Considered a liberal Republican, Bloomberg is pro-choice and in favor of legalizing same-sex marriage.

In his first term, Mayor Bloomberg cut crime 20%; created jobs by supporting small businesses; unleashed an affordable housing boom; expanded parks and worked to revitalize the waterfront. He implemented a ban on smoking in restaurants and bars and expanded support for community arts organizations. In addition, he won control of New York's schools from the Board of Education, and began a program of requiring certain standards in the classroom and holding schools accountable for success. As a result, graduation rates increased nearly 20%, and reading and math scores rose to record levels.

In 2005, Bloomberg was re-elected. In his second term, he balanced the budget by increasing property taxes and cutting social services and after-school programs.[8] He launched a program to combat poverty that encouraged work. He embarked on a campaign to fight global warming and prepare New York for an estimated million more residents by 2030. He also co-founded a bipartisan coalition of more than 200 mayors from around the country to keep illegal guns out of the hands of criminals.[9] His most popular program was the 311 telephone line that allowed callers to report crimes, trash problems, or anything else.

Bloomberg ignited controversy in 2008 when he pushed through legislation that allowed him to run for a third term as mayor, saying his financial skills were necessary in the difficult economic climate. He spent more than $90 million of his own money on the campaign and secured a third four-year term in November of 2009.[10]

His detractors criticized him for increasing the city's divide between the "haves" and "have nots" and for the city's aggressive (and allegedly racially biased) stop-and-frisk policy, which was later ruled unconstitutional.[11] [12] A study concluded that during his tenure, conditions worsened at Riker's Island prison partly due to his reducing jail staff and failing to curb escalating violence by guards.[13]

Bloomberg is the father of two daughters, Emma and Georgina.


Bloomberg attended Johns Hopkins University, where he paid his tuition by taking loans and working as a parking lot attendant during the summer. He graduated in 1964 with a Bachelor of Science degree in electrical engineering. Later he received his Master of Business Administration degree from Harvard Business School.

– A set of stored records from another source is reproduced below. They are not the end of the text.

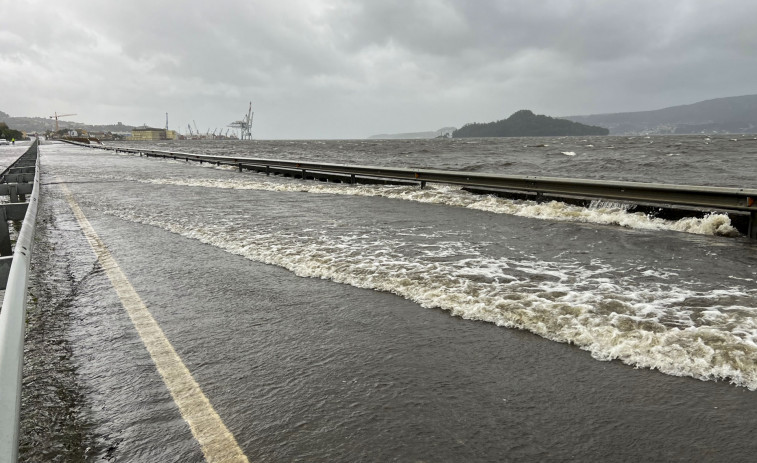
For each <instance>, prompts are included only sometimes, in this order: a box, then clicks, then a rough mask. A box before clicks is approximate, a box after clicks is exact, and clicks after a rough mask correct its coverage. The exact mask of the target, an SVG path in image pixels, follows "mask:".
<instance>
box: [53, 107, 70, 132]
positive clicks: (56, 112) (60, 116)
mask: <svg viewBox="0 0 757 463" xmlns="http://www.w3.org/2000/svg"><path fill="white" fill-rule="evenodd" d="M65 116H76V114H58V112H57V111H56V112H55V115H54V116H50V119H55V131H56V132H57V131H58V130H60V128H59V127H58V118H59V117H65Z"/></svg>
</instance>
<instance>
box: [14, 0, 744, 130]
mask: <svg viewBox="0 0 757 463" xmlns="http://www.w3.org/2000/svg"><path fill="white" fill-rule="evenodd" d="M755 18H757V2H756V1H754V0H742V1H737V0H718V1H704V0H690V1H677V0H664V1H662V0H653V1H647V0H638V1H635V0H612V1H610V0H607V1H601V0H593V1H589V0H553V1H540V0H499V1H495V0H364V1H360V0H245V1H229V0H215V1H208V0H203V1H193V0H192V1H162V0H161V1H155V0H152V1H142V0H130V1H128V2H115V1H95V0H90V1H76V0H69V1H49V0H44V1H43V0H39V1H19V0H0V86H1V87H0V110H2V111H5V112H7V113H9V114H10V115H12V116H42V117H46V116H49V115H52V114H53V112H54V111H57V112H58V113H61V114H63V113H76V114H77V115H76V116H73V117H67V118H65V119H67V120H75V121H79V122H84V123H90V124H95V123H115V122H118V121H121V122H123V123H125V124H131V125H141V124H143V123H145V124H147V125H151V126H158V127H162V126H164V125H165V113H166V112H168V113H169V127H170V128H171V129H174V130H180V131H181V132H182V133H183V132H185V131H186V127H187V123H190V122H191V121H193V120H194V121H196V122H197V125H198V126H199V127H200V128H201V130H202V131H203V132H204V131H205V130H207V129H208V128H210V130H211V131H212V130H213V129H214V128H221V127H224V126H226V125H228V124H229V123H231V122H232V121H234V120H237V119H241V117H242V116H243V115H244V114H245V113H246V111H247V107H248V104H249V102H250V101H252V106H253V111H254V112H255V118H254V123H253V137H254V138H258V139H273V138H364V137H367V136H369V135H372V134H377V133H394V132H412V131H425V130H436V129H439V128H441V127H445V126H455V127H460V126H461V125H463V124H464V123H466V122H474V121H476V122H486V121H492V120H497V119H502V118H504V117H507V116H509V115H510V114H511V113H513V112H515V111H517V110H519V109H531V110H533V111H534V112H536V113H539V114H547V115H551V116H566V115H577V114H592V113H603V112H622V111H637V110H647V109H658V108H662V107H666V106H671V105H677V104H688V103H694V102H696V101H700V100H704V99H709V98H717V97H723V96H735V95H743V94H754V93H757V25H755Z"/></svg>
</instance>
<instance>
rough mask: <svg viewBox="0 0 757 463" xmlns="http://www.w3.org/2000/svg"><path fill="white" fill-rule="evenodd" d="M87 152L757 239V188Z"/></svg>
mask: <svg viewBox="0 0 757 463" xmlns="http://www.w3.org/2000/svg"><path fill="white" fill-rule="evenodd" d="M69 143H73V144H77V145H80V146H86V147H89V148H99V149H105V150H111V151H115V152H124V153H132V154H139V155H143V156H148V157H159V158H167V159H176V160H179V159H181V160H186V161H197V162H200V163H202V162H210V163H214V164H218V165H230V166H235V167H237V168H239V170H240V171H241V170H242V169H248V170H255V171H258V172H266V173H272V172H273V173H288V174H291V175H295V176H301V177H302V178H308V176H311V177H313V178H319V175H318V174H327V175H326V176H323V175H321V176H320V178H329V177H328V176H329V175H331V176H333V175H336V176H342V177H341V180H344V181H348V182H352V183H360V180H361V179H360V178H359V177H358V176H360V177H363V178H381V179H391V180H400V181H413V182H420V185H421V187H423V186H425V184H426V183H427V182H436V183H447V184H453V185H462V186H464V187H467V188H471V189H475V190H477V191H481V190H483V191H492V192H499V191H514V192H526V193H531V194H535V195H537V196H538V195H549V196H554V197H572V198H592V199H608V200H617V201H624V202H629V203H633V204H645V205H660V206H671V205H674V206H686V207H692V208H697V209H703V210H713V209H714V210H724V211H735V212H738V213H740V214H745V215H747V216H748V218H747V221H748V227H747V235H748V236H749V237H750V238H752V239H757V188H721V187H708V186H694V185H669V184H661V183H637V182H620V181H602V180H581V179H572V178H556V177H538V176H514V175H495V174H485V173H474V172H459V171H444V170H430V169H404V168H391V167H374V166H357V165H343V164H329V163H314V162H301V161H286V160H275V159H254V158H240V157H228V156H214V155H203V154H191V153H180V152H170V151H160V150H140V149H134V148H119V147H113V146H103V145H87V144H82V143H75V142H70V141H69Z"/></svg>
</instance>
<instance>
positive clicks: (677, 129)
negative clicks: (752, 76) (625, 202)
mask: <svg viewBox="0 0 757 463" xmlns="http://www.w3.org/2000/svg"><path fill="white" fill-rule="evenodd" d="M563 119H567V120H570V121H574V122H580V123H583V124H592V125H598V126H600V127H606V128H608V129H609V130H610V133H611V134H613V135H626V134H673V133H675V134H686V133H755V132H757V95H744V96H733V97H727V98H716V99H713V100H706V101H700V102H699V103H694V104H689V105H682V106H671V107H669V108H663V109H657V110H654V111H637V112H630V113H613V114H592V115H588V116H567V117H564V118H563Z"/></svg>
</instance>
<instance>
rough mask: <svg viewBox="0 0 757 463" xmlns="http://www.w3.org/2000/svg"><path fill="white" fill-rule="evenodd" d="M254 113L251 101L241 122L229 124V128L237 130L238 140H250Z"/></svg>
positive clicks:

In 2008 Bloomberg, received the annual CME Group Fred Arditti Innovation Award. In presenting the award, CME Group Executive Chairman Terry Duffy said, “Michael Bloomberg challenged Wall Street's traditional approach to financial information, creating an innovative company that changed the speed, delivery and scope of data for investors around the world. His strategic use of technology increased the flow of critical information, adding transparency to financial markets around the world. He also had the foresight to understand the role of the news media in financial markets, moving his company beyond the platform into news services, print and broadcast. As a result of his innovation, when you think of financial information, whether it’s prices or news, you think of Bloomberg.”[14][15]

In April 2015, Bloomberg was knighted by Queen Elizabeth II. British Conservative Party activists have been pushing Bloomberg to run for mayor of London, but in order to qualify, he would have had to apply for British residency.[16]